Roman Gergel: Cenię Górnika Zabrze, ale chcę grać na jak najwyższym poziomie [ROZMOWA]

Słowak Roman Gergel potwierdza, że chce odejść z Górnika Zabrze. - Wiem, że mogę jeszcze sporo pokazać - mówi 28-letni pomocnik.

Mimo spadku z Ekstraklasy, Górnik Zabrze ma kilku zawodników, których chętnie przygarnęłyby wyżej notowane kluby. A numerem jeden na tej liście jest Roman Gergel.

Kamil Kwaśniewski: To już pana ostatnie chwile w Zabrzu?

Roman Gergel: - Co pół roku mówiło się, że jest mną zainteresowanie innych klubów, ale wolałem zostać. Teraz podchodzę do tego profesjonalnie - mam sentyment do Górnika, cenię ten klub, ale przede wszystkim chcę grać na jak najwyższym poziomie. Wiem po prostu, że mogę jeszcze sporo pokazać. Wszystko zależy jednak od tego, czy ktoś dogada się z Górnikiem, bo w Zabrzu mam jeszcze dwa lata kontraktu. Tego, że zostanę, wykluczyć więc nie można.

W pana kontrakcie widnieje klauzula odstępnego.

- To prawda, ale więcej na ten temat wie mój menedżer. To on rozmawia z zarządem Górnika, a dopiero potem wszystko mi przekazuje.

Najgłośniej mówi się o Wiśle Kraków i Śląsku Wrocław.

- Rzeczywiście, tak słyszałem.

Zeszłej zimy na tapecie był z kolei kierunek azjatycki.

- W grę wchodził transfer do Chin. W pewnym momencie do dopięcia zostały już właściwie szczegóły, ale powiedziałem menedżerowi, żeby jednak odpuścił tę sprawę. Wiedziałem, w jak trudnej sytuacji był wtedy Górnik. Chciałem pomóc mu uratować się przed spadkiem.

Ale wiosną do formy z końcówki zeszłego roku nawet się pan nie zbliżył. Skąd taka różnica?

- Fakt, tamten grudzień to chyba najlepszy miesiąc w mojej karierze.
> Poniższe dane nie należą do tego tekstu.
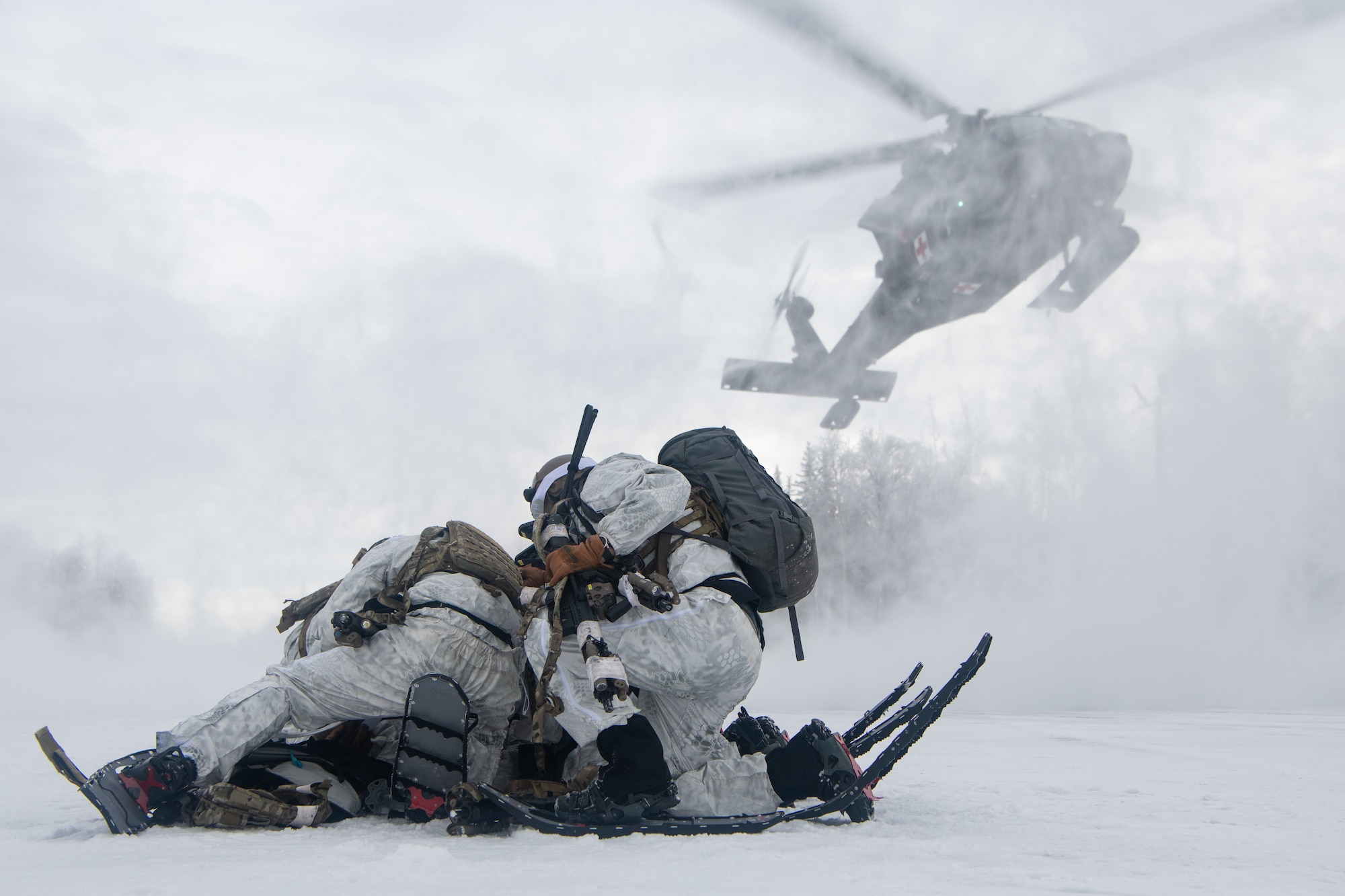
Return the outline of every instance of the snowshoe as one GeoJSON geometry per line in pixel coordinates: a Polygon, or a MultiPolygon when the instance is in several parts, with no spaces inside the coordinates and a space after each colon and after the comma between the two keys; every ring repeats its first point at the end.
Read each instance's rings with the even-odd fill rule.
{"type": "MultiPolygon", "coordinates": [[[[155,756],[155,751],[143,749],[137,753],[114,759],[95,771],[91,776],[85,778],[83,772],[81,772],[70,757],[66,756],[66,751],[62,749],[61,744],[56,743],[56,739],[51,736],[51,732],[47,728],[39,731],[35,736],[43,755],[51,760],[51,764],[55,766],[62,778],[78,787],[79,792],[85,795],[85,799],[93,803],[93,807],[98,810],[98,814],[102,815],[102,819],[108,823],[108,830],[113,834],[139,834],[156,821],[155,818],[151,818],[149,811],[141,809],[137,799],[137,796],[143,792],[145,794],[148,803],[148,794],[155,788],[149,787],[140,790],[137,787],[137,795],[133,796],[118,776],[121,771],[140,766],[152,759],[155,756]]],[[[176,778],[172,778],[169,774],[165,774],[164,776],[176,780],[176,778]]],[[[160,792],[157,795],[155,809],[163,805],[164,794],[160,792]]],[[[168,806],[169,811],[172,811],[172,809],[174,806],[168,806]]]]}
{"type": "Polygon", "coordinates": [[[390,818],[448,817],[449,791],[467,780],[467,733],[475,721],[467,694],[448,675],[412,682],[393,764],[390,818]]]}
{"type": "Polygon", "coordinates": [[[599,778],[584,790],[555,798],[555,817],[572,825],[629,825],[642,818],[655,818],[678,803],[677,784],[668,782],[651,794],[627,794],[621,798],[603,792],[599,778]]]}
{"type": "MultiPolygon", "coordinates": [[[[740,834],[740,833],[761,833],[775,827],[776,825],[794,821],[808,821],[814,818],[822,818],[823,815],[830,815],[833,813],[846,813],[850,814],[853,821],[868,821],[873,814],[873,786],[877,784],[882,778],[892,771],[909,751],[911,747],[920,740],[924,732],[939,720],[943,710],[951,704],[962,687],[975,677],[976,671],[986,662],[986,655],[990,651],[991,638],[985,635],[976,648],[971,651],[971,655],[958,667],[952,678],[939,689],[939,693],[933,697],[927,697],[921,693],[916,700],[908,706],[919,706],[913,713],[905,716],[905,726],[886,744],[878,756],[869,764],[868,768],[862,770],[854,779],[850,780],[849,786],[842,786],[843,780],[849,776],[846,775],[845,756],[850,756],[850,751],[837,751],[830,744],[823,744],[822,751],[818,751],[808,745],[808,751],[814,755],[812,768],[814,774],[820,775],[820,768],[824,763],[830,764],[830,775],[826,782],[819,782],[819,784],[826,784],[834,795],[823,799],[819,803],[811,806],[804,806],[794,811],[776,811],[764,815],[732,815],[732,817],[710,817],[710,818],[639,818],[633,822],[619,822],[619,823],[586,823],[586,822],[570,822],[557,817],[555,813],[547,813],[546,810],[530,806],[514,796],[500,792],[499,790],[490,787],[487,784],[479,786],[479,791],[487,796],[496,806],[507,811],[515,823],[533,827],[547,834],[561,834],[564,837],[582,837],[585,834],[597,834],[599,837],[624,837],[627,834],[740,834]]],[[[913,675],[912,675],[913,678],[913,675]]],[[[909,687],[911,679],[904,682],[905,687],[909,687]]],[[[904,689],[902,689],[902,693],[904,689]]],[[[898,694],[900,697],[900,694],[898,694]]],[[[892,700],[896,702],[896,698],[892,700]]],[[[889,704],[890,705],[890,704],[889,704]]],[[[907,708],[902,708],[902,713],[907,708]]],[[[870,710],[869,722],[880,717],[882,713],[878,708],[870,710]],[[876,714],[874,714],[876,713],[876,714]]],[[[898,713],[900,716],[900,713],[898,713]]],[[[862,720],[861,720],[862,721],[862,720]]],[[[889,720],[890,721],[890,720],[889,720]]],[[[886,722],[884,722],[886,726],[886,722]]],[[[810,728],[810,726],[804,726],[810,728]]],[[[824,726],[823,726],[824,728],[824,726]]],[[[862,731],[863,726],[859,728],[862,731]]],[[[802,732],[800,732],[802,733],[802,732]]],[[[826,737],[816,737],[820,735],[819,729],[814,729],[812,741],[824,741],[826,737]]],[[[827,732],[830,735],[830,732],[827,732]]],[[[849,733],[849,732],[847,732],[849,733]]],[[[876,735],[877,731],[870,732],[876,735]]],[[[888,732],[893,733],[892,731],[888,732]]],[[[830,735],[831,739],[839,741],[843,745],[843,739],[830,735]]],[[[798,739],[798,735],[795,736],[798,739]]],[[[790,741],[794,743],[794,739],[790,741]]],[[[799,756],[806,756],[802,744],[799,748],[799,756]]],[[[773,749],[767,755],[767,761],[771,761],[771,756],[784,753],[784,749],[773,749]]],[[[777,760],[779,761],[779,760],[777,760]]],[[[849,771],[853,774],[855,766],[849,766],[849,771]]],[[[772,784],[773,784],[772,779],[772,784]]],[[[819,784],[812,784],[819,787],[819,784]]],[[[820,788],[820,787],[819,787],[820,788]]]]}

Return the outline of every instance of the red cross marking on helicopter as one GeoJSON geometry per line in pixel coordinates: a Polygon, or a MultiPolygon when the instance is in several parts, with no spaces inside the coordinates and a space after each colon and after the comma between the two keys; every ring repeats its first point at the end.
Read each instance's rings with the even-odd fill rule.
{"type": "Polygon", "coordinates": [[[916,249],[916,261],[919,261],[920,264],[929,261],[929,238],[925,235],[924,230],[921,230],[920,235],[916,237],[915,249],[916,249]]]}

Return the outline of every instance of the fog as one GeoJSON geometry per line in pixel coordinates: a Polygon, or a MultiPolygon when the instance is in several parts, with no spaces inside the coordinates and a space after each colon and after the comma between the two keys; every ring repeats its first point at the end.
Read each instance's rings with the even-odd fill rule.
{"type": "MultiPolygon", "coordinates": [[[[818,5],[968,110],[1267,8],[818,5]]],[[[847,436],[956,487],[870,583],[830,562],[807,662],[768,620],[753,700],[868,702],[989,630],[982,710],[1345,701],[1342,28],[1054,110],[1128,136],[1138,252],[1072,315],[1025,309],[1044,270],[878,363],[896,390],[847,436]]],[[[585,402],[593,456],[724,424],[796,478],[827,401],[720,367],[790,357],[771,300],[804,241],[835,342],[900,168],[654,187],[929,126],[730,3],[0,7],[13,700],[155,675],[200,709],[362,545],[461,518],[522,548],[519,492],[585,402]]]]}

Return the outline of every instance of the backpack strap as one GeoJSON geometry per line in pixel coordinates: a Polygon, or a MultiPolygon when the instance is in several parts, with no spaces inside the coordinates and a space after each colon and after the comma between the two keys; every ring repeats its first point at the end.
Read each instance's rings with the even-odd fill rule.
{"type": "Polygon", "coordinates": [[[456,604],[449,604],[449,603],[445,603],[443,600],[430,600],[430,601],[426,601],[424,604],[416,604],[416,607],[412,609],[412,612],[416,612],[418,609],[452,609],[455,613],[461,613],[461,615],[467,616],[473,623],[476,623],[477,626],[480,626],[486,631],[491,632],[492,635],[495,635],[496,638],[499,638],[502,642],[504,642],[510,647],[514,646],[514,636],[510,635],[507,631],[504,631],[503,628],[500,628],[499,626],[496,626],[494,623],[486,622],[484,619],[482,619],[476,613],[471,613],[471,612],[463,609],[461,607],[459,607],[456,604]]]}

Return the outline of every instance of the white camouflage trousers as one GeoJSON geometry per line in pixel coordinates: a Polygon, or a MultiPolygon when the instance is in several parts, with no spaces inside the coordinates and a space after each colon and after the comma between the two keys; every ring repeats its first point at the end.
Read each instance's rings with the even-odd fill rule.
{"type": "MultiPolygon", "coordinates": [[[[650,720],[681,802],[675,815],[742,815],[772,811],[779,796],[771,788],[763,756],[738,756],[720,726],[742,702],[761,669],[756,628],[728,595],[695,588],[667,613],[632,607],[615,623],[604,622],[603,638],[625,666],[639,697],[608,713],[593,698],[577,639],[561,642],[561,658],[550,692],[564,712],[557,721],[585,747],[599,732],[640,713],[650,720]]],[[[527,658],[541,674],[546,662],[549,622],[542,613],[527,634],[527,658]]]]}
{"type": "Polygon", "coordinates": [[[468,737],[473,782],[491,782],[510,714],[521,700],[521,651],[499,650],[460,628],[451,609],[417,609],[362,647],[334,647],[284,665],[233,692],[214,709],[172,729],[196,763],[196,783],[229,778],[239,759],[292,725],[316,731],[354,718],[401,718],[406,690],[421,675],[449,675],[480,721],[468,737]]]}

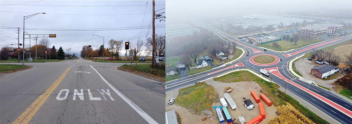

Później było już zupełnie inaczej. Nie wygrywaliśmy meczów, cały zespół wyglądał słabiej. A jeśli ten kolektyw funkcjonuje gorzej, to trudniej pokazać swoje indywidualne umiejętności.

Mimo wszystko, trudno było oprzeć się wrażeniu, jakby przez zimę nie naładował pan baterii...

- W trakcie przygotowań miałem problemy z mięśniami brzucha i kością łonową. Przez dwa tygodnie nie mogłem trenować na sto procent. Chociaż już w trakcie ligi czułem się dobrze.

Z obecną kadrą Górnik awansuje do Ekstraklasy?

- Wszyscy mówią, że ta pierwsza liga jest nawet trudniejsza niż Ekstraklasa... Pytanie też, czy Górnik ściągnie jeszcze jakichś piłkarzy. Wiem jedno - trener Marcin Brosz ma swój plan na ten zespół.